Hacker News new | ask | show | jobs
by Strilanc 1482 days ago
They explicitly say they trust the results. They're complaining that top labs use lots of compute, so the results aren't relevant to someone who can't. They give an example where a paper used 18K TPU core hours. It's easy to find papers that use millions of core hours.

IMO, asking AI people to not use expensive compute is like asking astronomers to please stop using expensive telescopes. The opposite side of this argument is "Gee, it looks like increasing compute helps AI a lot. Why the heck have we been spending so little on compute?" [0].

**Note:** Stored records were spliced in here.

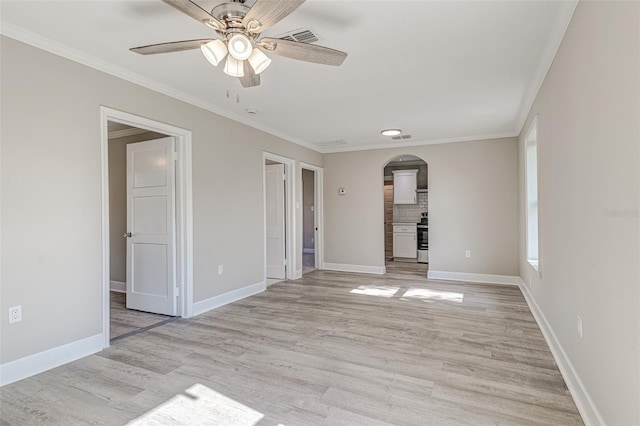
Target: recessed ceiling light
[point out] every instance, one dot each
(391, 132)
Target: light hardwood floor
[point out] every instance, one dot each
(329, 349)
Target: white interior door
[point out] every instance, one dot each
(151, 255)
(274, 199)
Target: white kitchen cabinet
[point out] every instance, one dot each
(405, 241)
(405, 183)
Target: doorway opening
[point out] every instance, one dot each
(406, 228)
(146, 224)
(279, 256)
(311, 196)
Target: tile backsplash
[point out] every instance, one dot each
(410, 213)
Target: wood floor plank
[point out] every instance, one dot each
(329, 349)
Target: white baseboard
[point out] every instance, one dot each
(474, 278)
(590, 414)
(363, 269)
(226, 298)
(118, 286)
(51, 358)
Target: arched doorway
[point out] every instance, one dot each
(406, 210)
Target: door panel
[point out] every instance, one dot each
(151, 255)
(275, 220)
(151, 268)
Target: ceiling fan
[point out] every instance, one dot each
(239, 27)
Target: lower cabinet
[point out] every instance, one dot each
(405, 244)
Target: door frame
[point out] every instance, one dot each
(318, 213)
(290, 203)
(183, 202)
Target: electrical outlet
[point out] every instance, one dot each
(15, 314)
(579, 326)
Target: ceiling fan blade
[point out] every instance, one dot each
(196, 12)
(250, 79)
(173, 46)
(303, 51)
(265, 13)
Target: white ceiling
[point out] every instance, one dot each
(440, 70)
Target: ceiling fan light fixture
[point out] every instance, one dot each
(259, 61)
(391, 132)
(233, 67)
(240, 47)
(214, 51)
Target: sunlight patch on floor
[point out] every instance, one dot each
(376, 290)
(426, 294)
(200, 405)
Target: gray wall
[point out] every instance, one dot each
(51, 194)
(589, 201)
(118, 202)
(473, 204)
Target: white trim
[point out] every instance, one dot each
(319, 211)
(558, 30)
(290, 212)
(588, 410)
(51, 358)
(67, 52)
(226, 298)
(386, 145)
(362, 269)
(117, 286)
(184, 208)
(474, 278)
(126, 132)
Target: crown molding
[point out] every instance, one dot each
(556, 36)
(59, 49)
(388, 145)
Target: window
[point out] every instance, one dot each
(531, 170)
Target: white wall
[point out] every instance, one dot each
(589, 202)
(51, 199)
(473, 204)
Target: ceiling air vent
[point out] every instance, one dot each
(301, 35)
(331, 144)
(399, 137)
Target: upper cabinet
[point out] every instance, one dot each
(405, 183)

[0]: https://www.gwern.net/Scaling-hypothesis

2 comments

We already know that more compute hours give better results, and a paper which simply consists of rerunning previous work but with 100x the compute hours for .03% better results has not discovered anything new, and there's no point in reading that paper.
I'm not in this space, but I'd expect that they wouldn't know the results beforehand and just publishing the results even when not a major improvement tells the community that they don't need to spend the extra 99x compute. That seems valuable to some degree. Or is the argument that there wasn't any improvement to be had so why even test the 100x extra?
That might be a reasonable criticism if it remotely reflected reality, but scaling has repeatedly shown to produce qualitatively stronger models, by large margins, doing things that would seem unimaginable for smaller models.
We are not at this point yet. Recent work shows that more compute and more data let Transformers beat convnets on computer vision tasks. This is a lot more insightful than « more compute gets you a little further ».
The main problem is that it kills the double blind nature of peer review.

If your paper says you trained on 1000TPUs for weeks, we all know you work at Google brain.

This is subversive for our field. It's really really bad that these authors are virtually guaranteed to be accepted for these reasons alone.